Background: Most patients with primary myelofibrosis (PMF) in early/pre-fibrotic stage (pre-PMF) with dynamic international prognostic scoring system (DIPSS) low or intermediate-1 risks progress to higher risks or overt MF. There is currently no consensus on the optimal treatment for these patients. Ropeginterferon alfa 2b (P1101) is a next-generation monopegylated interferon alfa-2b developed specifically to treat myeloproliferative neoplasms (MPN).

Aims: P1101MF is an on-going multicenter phase 2 study of P1101 in patients with pre-PMF and DIPSS low/intermediate-risk PMF.

Methods: Key eligibility included morphologically confirmed pre-PMF, overt PMF, post-polycythemia vera MF (PPV-MF) or post-essential thrombocythaemia MF (PET-MF), DIPSS low/intermediate-1 risks, and the need for cytoreduction. The primary outcome were haematologic responses at 24 and 48 weeks. Secondary outcomes included adverse events (AEs), changes in allele burden of driver and non-driver gene mutations, quality-of-life (QOL), cytokine profiles and bone marrow morphology. Patients received P1101 at a starting dose of 250mcg followed by 350mcg at week 2 and 500mcg every 2 weeks from week 4 onwards.

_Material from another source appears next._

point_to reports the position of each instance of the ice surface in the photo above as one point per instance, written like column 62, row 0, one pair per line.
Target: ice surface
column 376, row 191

Results: At the data cut-off of 27 February 2023, 36 men and 26 women with a median age of 59 (range: 30-86) years were enrolled. Case distribution was pre-PMF, N=44 (71%): overt PMF, N=6 (9.7%);PPV-MF, N=5 (8.1%); and PET-MF, N=7 (11.3%). Mutational profile of driver genes was JAK2V617F, N=43 (69.4%); CALR mutations (Type 1/type-1 like, N=13; Type 2/type 2-like, N=4), MPL mutation, N=1 (1.6%). Next-generation sequencing (NGS) of non-driver mutations showed haboured high molecular risk mutations, N=8 (12.9%)(ASXL1, N=3; EZH2, N=2; IDH2, N=2; SFSF2, N=1). One triple-negative pre-PMF case showed the TP53 p.Arg248Gln variant. The median time from diagnosis to treatment was 5 months (range: 1-266 months). At baseline, the median white blood cell count (WBC), haemoglobin (Hb), platelet count, and lactate dehydrogenase were 7 x 10⁹/L (range: 3.3-33.95 x 10⁹/L), 12.6 g/dL (range: 7.1-15.9 g/dL), 500 x 10⁹/L (range: 113-1114 x 10⁹/L) and 277 IU/L (range: 136-1146) respectively. The baseline median MPN Symptom Assessment Form Total Symptom Score was 16 (range:0-49).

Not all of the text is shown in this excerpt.